Cold, slushy spring weather continues
HOUGHTON – As many as five inches of snow fell on some high-elevation areas of the Keweenaw Thursday night, continuing one of the most wintery Aprils on record. But that should be the last of the white stuff that sticks – at least for the next week or so – says meteorologist Jason Alumbaugh of the National Weather Service office in Negaunee.
“It’ll be drier next week, not warm, but no snow,” he said, adding that the weekend would probably be the best chance to get outdoors and catch some sun, with Sunday temperatures mostly in the mid-40s.
Other areas got almost no snow, a discrepancy that was due to temperatures hovering near freezing.
“We were kind of fortunate,” Alumbaugh said. “If it was just a little bit colder there would have been a lot more. In northern Minnesota they had a foot of snow.”

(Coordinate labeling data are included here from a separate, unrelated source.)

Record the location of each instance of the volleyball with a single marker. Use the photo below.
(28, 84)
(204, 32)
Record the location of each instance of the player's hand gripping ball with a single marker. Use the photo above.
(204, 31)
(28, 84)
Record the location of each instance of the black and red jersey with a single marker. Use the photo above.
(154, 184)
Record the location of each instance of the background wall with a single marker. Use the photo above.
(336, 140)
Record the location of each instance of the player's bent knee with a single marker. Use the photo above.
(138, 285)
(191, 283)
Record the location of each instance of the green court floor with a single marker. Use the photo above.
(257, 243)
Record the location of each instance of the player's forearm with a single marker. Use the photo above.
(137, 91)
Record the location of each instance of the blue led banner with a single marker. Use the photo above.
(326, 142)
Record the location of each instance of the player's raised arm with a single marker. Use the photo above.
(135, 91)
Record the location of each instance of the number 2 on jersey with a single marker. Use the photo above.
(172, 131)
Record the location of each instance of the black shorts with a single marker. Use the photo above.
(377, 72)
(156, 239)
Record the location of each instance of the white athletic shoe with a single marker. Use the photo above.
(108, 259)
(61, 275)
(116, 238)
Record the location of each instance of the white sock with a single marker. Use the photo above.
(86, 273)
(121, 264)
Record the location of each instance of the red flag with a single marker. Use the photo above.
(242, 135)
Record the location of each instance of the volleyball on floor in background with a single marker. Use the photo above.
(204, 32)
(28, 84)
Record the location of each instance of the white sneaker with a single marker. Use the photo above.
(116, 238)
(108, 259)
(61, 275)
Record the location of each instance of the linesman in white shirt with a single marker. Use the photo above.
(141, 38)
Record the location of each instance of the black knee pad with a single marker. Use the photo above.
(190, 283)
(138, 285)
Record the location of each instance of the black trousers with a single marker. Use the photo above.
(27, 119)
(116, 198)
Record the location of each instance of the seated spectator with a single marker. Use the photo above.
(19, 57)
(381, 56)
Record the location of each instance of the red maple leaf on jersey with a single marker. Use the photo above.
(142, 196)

Alumbaugh said local April snow totals have been heavier than normal, but aren’t approaching record-breaking except at two Baraga County weather stations that have only been keeping records since 2000. But what is extraordinary, he said, is the continuing cold and the fact that there wasn’t a single winter thaw to reduce snow totals leading up to this month.
“Winter came in November and never let go. It’s just been so cold,” he said.

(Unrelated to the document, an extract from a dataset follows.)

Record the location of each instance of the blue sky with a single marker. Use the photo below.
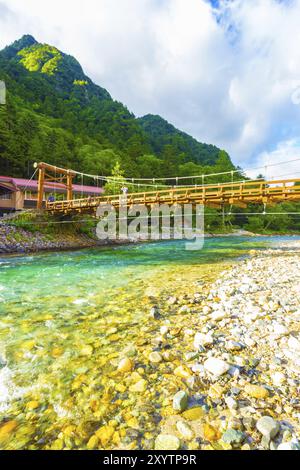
(229, 76)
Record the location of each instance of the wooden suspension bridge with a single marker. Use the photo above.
(215, 195)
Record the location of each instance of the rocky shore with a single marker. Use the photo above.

In Negaunee, he said, April temperatures have averaged 4 degrees below normal, March was 8.6 degrees colder than normal, and December, January and February combined – the meteorological definition of winter – were the coldest on record. The trend has been the same throughout the western U.P.

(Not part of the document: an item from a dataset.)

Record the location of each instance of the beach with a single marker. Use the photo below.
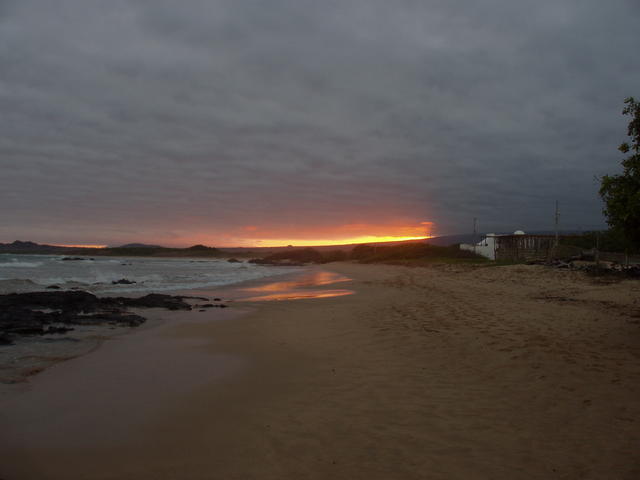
(442, 372)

While the Keweenaw has had heavy snow totals for the season, some areas in the U.P. were actually below average in snowfall, Alumbaugh said.
“But it’s never melted, so that’s boosted our perception of the winter that will never end,” he said.
In Keweenaw County, the road commission logged four inches of snow Thursday, bringing its April total to 41 inches and seasonal total to 337.5. Neither come close to records – there were 55 inches of snow just last April.
Assistant Engineer Steve Defour said the biggest problem for the road commission has been frost, a product of the cold weather, that bottomed out at 75 inches.
“The roads are heaving pretty bad,” he said.
Plowing late season snow can create another challenge, Defour added.
“We had to be real careful plowing because the shoulders are soft, and keep the plows up a bit so they don’t dig in,” he said. “With the shoulders soft, if we’re not careful we’ll get sucked right off the road, so it’s slow going in this kind of weather.”
By Friday afternoon, Defour said, all county roads were clear of snow.